60歳のお誕生日という記念すべき日。沿道に居合わせた人々から上がる祝賀の声に耳を傾けられながら、上皇ご夫妻へのご挨拶のために仙洞御所を訪問された。
例年、お誕生日にあたって“ご感想”が公表される。雅子さまはこの文書の書き出しに、
《ちょうど10年前の今日、50歳の誕生日を迎えるに当たり、それまで半世紀を生きてきたことを思い、「不思議な感慨に包まれます」と感想を綴りましてから、いつの間にか10年の月日が経ちました》
と記されている。人生の節目となる日に雅子さまが公表された内容から、精神科医の香山リカさんは次のような印象を持ったという。
「50歳、60歳という節目を大事にされ、周囲の人々への感謝のお気持ちも込められています。そして、ご公務への前向きな姿勢、さまざまな世界情勢にもご関心が向いています。また皇后としてのお務めも、自然なこととして臨めるようになられていると思いました。
こうした点から、雅子さまが自信を深められていると感じる内容ですし、この一年は新たなスタートのきっかけになるかもしれません」
前向きなお気持ちを表明するとともに、お務めと向き合う真摯さが貫かれているご感想ーー。
皇室の方々のお誕生日に際しては、天皇陛下や皇嗣である秋篠宮さまの場合は当日までに記者会見が開かれるが、そのほかの方々については、ご感想やご近況が文書にまとめられてメディア各社に配布されている。
「以前から雅子さまは、率直なお気持ちを丁寧かつ正確な表現でまとめようとされるので、どうしてもお時間がかかってしまうと聞いています。
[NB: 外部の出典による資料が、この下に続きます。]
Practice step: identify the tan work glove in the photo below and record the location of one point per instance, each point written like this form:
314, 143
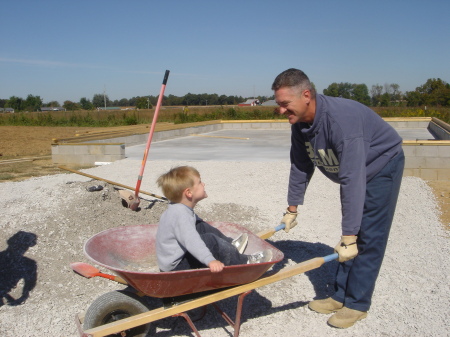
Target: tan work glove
347, 248
289, 220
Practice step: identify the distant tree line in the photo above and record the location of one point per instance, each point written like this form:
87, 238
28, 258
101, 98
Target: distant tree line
435, 92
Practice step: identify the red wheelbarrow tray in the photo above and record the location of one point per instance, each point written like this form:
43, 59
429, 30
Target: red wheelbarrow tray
130, 252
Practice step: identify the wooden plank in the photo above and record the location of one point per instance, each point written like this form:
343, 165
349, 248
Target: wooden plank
161, 313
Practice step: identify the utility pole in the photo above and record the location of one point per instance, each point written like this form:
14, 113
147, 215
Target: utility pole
104, 96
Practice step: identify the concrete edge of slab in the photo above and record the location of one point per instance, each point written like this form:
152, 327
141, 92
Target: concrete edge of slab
427, 159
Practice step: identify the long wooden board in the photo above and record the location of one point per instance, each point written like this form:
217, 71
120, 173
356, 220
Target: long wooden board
160, 313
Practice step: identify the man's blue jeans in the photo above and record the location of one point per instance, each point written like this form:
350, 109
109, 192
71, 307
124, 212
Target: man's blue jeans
355, 279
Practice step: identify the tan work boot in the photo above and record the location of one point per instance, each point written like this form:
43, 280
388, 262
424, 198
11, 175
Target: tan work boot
346, 317
325, 306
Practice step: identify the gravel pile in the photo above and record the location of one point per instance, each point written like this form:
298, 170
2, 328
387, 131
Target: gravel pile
45, 222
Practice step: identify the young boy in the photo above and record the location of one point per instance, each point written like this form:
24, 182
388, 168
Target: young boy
183, 240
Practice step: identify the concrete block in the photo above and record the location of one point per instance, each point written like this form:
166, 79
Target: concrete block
443, 174
428, 174
427, 151
407, 172
437, 162
409, 150
415, 162
444, 151
96, 149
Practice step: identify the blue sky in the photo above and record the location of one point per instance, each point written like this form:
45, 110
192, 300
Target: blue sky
65, 50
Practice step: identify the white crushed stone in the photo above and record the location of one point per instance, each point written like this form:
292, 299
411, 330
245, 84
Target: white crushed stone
411, 297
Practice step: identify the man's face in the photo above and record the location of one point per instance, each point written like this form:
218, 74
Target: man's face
294, 104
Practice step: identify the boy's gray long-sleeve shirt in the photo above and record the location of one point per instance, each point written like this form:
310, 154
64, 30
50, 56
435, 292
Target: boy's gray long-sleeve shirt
176, 235
350, 144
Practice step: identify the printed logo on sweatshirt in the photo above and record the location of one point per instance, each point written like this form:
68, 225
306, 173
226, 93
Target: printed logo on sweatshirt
326, 158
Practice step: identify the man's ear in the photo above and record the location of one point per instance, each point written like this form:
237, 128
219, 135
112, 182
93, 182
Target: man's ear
187, 192
307, 94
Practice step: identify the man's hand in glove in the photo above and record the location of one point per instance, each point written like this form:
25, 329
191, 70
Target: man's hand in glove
289, 220
347, 248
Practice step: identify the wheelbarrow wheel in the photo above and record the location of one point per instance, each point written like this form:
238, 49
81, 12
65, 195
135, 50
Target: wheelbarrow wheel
114, 306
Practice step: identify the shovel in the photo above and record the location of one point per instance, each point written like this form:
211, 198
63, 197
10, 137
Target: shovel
133, 199
88, 271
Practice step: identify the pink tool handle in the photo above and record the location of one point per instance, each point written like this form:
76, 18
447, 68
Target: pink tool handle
150, 136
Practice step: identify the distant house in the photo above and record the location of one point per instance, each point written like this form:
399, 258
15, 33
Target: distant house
270, 103
109, 108
250, 102
10, 110
52, 108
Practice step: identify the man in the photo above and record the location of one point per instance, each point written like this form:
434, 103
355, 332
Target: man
351, 145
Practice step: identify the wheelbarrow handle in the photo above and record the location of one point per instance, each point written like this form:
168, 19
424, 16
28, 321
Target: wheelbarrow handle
269, 232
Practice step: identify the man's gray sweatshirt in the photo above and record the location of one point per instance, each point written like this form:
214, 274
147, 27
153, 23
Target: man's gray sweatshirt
350, 144
176, 235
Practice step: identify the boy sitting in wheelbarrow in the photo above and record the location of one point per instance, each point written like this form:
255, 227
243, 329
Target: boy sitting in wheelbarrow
183, 240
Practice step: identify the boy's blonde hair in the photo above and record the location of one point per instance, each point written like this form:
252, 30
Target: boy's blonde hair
174, 182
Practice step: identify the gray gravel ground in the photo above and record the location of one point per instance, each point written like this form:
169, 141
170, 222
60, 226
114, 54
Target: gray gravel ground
59, 215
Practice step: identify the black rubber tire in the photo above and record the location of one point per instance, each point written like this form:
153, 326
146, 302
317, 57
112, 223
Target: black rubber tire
113, 306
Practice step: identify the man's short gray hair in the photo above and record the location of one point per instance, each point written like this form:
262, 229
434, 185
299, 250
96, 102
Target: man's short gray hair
293, 78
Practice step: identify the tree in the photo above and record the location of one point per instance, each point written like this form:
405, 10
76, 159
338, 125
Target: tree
71, 106
376, 92
15, 103
360, 93
143, 103
342, 89
332, 90
32, 103
99, 100
435, 92
52, 104
86, 104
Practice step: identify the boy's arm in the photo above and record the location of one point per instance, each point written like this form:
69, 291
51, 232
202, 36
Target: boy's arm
216, 266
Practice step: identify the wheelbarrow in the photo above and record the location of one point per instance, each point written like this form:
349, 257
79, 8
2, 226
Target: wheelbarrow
130, 252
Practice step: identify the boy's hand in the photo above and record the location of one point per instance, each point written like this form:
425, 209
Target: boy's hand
347, 248
216, 266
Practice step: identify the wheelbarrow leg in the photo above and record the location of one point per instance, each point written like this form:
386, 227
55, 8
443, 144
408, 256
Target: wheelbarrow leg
237, 324
189, 321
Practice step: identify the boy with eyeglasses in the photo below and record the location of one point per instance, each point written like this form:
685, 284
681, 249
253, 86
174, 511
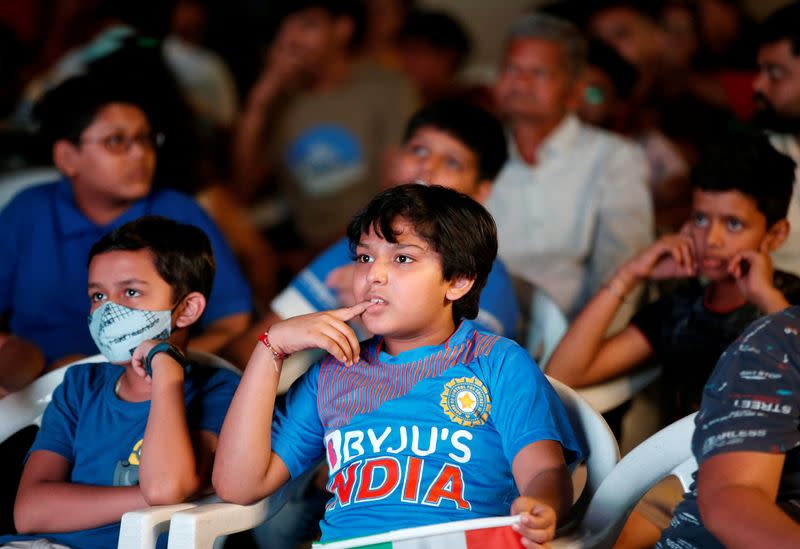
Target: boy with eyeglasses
103, 143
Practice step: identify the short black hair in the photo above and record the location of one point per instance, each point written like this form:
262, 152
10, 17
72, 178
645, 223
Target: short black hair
480, 131
649, 9
746, 162
66, 110
355, 9
440, 30
459, 229
622, 74
782, 24
182, 253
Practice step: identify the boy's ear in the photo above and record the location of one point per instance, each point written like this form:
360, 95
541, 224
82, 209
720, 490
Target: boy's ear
65, 157
776, 236
459, 288
190, 309
343, 28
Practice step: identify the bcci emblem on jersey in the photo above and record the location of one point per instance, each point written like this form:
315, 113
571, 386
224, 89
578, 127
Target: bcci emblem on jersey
466, 401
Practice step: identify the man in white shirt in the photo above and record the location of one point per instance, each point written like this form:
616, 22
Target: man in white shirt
572, 202
777, 95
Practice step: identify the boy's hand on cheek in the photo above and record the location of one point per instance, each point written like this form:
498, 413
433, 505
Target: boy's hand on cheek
537, 524
341, 281
754, 277
671, 256
327, 330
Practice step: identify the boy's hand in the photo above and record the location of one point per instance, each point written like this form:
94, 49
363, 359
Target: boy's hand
537, 525
341, 281
671, 256
753, 273
140, 355
327, 330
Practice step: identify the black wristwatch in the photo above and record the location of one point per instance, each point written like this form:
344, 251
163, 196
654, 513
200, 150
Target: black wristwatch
164, 347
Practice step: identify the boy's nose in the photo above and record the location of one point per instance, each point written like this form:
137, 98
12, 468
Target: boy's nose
377, 273
714, 236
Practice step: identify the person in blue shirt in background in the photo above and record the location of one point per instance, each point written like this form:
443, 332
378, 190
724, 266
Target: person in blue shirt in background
141, 428
103, 143
450, 143
431, 420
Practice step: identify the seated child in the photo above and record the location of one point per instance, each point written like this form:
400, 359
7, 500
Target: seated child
103, 143
449, 143
140, 429
747, 442
430, 420
740, 195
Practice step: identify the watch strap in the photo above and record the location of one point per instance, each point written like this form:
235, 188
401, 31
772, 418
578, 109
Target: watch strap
164, 347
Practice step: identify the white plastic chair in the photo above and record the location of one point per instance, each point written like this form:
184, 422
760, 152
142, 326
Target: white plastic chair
609, 394
26, 406
199, 526
595, 438
547, 326
140, 529
666, 453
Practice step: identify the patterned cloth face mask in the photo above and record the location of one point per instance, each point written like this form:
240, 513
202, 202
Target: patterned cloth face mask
117, 330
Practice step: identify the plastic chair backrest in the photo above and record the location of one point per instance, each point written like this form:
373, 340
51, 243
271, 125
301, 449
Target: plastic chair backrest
595, 438
547, 326
666, 453
26, 406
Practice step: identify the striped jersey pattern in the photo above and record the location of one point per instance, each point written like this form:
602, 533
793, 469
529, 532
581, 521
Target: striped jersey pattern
348, 391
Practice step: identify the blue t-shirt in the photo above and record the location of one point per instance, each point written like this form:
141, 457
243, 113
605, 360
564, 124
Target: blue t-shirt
44, 248
422, 438
101, 435
751, 403
307, 293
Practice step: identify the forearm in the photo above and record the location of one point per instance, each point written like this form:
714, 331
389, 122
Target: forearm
772, 301
220, 333
168, 471
573, 359
244, 452
741, 516
249, 142
241, 348
63, 506
552, 487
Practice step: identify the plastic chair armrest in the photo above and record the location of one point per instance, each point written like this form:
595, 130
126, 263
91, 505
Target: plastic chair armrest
610, 394
140, 529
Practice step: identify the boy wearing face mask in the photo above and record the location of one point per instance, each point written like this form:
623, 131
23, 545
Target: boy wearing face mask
142, 428
103, 142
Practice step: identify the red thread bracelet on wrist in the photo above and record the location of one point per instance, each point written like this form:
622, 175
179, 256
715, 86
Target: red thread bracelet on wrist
264, 338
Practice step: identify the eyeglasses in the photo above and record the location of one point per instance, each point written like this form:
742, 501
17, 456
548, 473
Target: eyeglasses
119, 143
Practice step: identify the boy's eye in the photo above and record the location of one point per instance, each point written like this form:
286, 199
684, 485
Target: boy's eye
453, 164
419, 150
700, 220
735, 225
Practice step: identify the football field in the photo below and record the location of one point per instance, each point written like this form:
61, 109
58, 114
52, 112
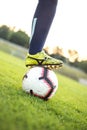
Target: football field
67, 110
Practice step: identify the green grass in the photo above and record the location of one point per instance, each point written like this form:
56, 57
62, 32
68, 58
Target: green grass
67, 110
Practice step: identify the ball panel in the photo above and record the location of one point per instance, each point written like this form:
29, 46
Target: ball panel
40, 82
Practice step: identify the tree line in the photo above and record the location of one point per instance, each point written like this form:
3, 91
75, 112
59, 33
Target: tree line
21, 38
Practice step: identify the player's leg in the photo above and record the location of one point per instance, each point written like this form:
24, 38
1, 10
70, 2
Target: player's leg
42, 21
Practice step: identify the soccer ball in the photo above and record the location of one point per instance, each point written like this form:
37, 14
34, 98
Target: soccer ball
40, 82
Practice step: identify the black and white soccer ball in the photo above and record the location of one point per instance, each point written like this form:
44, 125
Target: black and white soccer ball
40, 82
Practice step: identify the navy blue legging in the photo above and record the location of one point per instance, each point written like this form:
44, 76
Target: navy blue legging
41, 24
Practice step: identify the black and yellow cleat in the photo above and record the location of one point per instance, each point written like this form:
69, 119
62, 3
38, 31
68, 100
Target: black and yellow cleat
42, 59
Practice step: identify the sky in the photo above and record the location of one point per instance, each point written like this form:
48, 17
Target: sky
68, 30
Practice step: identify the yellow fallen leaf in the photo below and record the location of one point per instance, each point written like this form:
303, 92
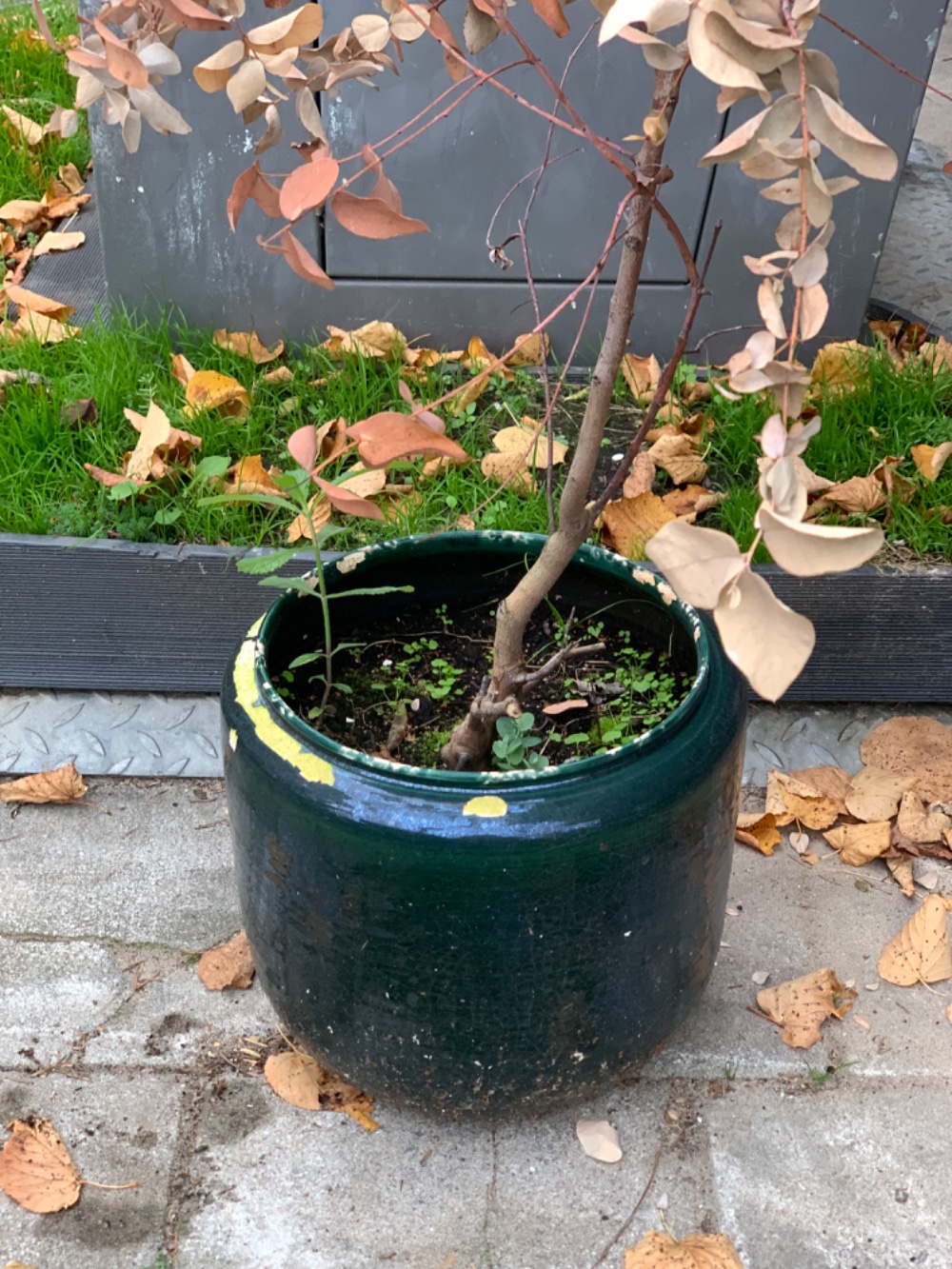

例年、何度も推敲を重ねて仕上げられているのです。
また雅子さまのご体調について、医師団による最新の見解も明らかにされるので、メディア各社もいち早く情報を入手したいがために、首を長くして記者たちが待っているのが恒例となっています」(宮内庁関係者)
雅子さまは、今年もギリギリまで悩まれ、丹念に文面を練られていらっしゃったようだ。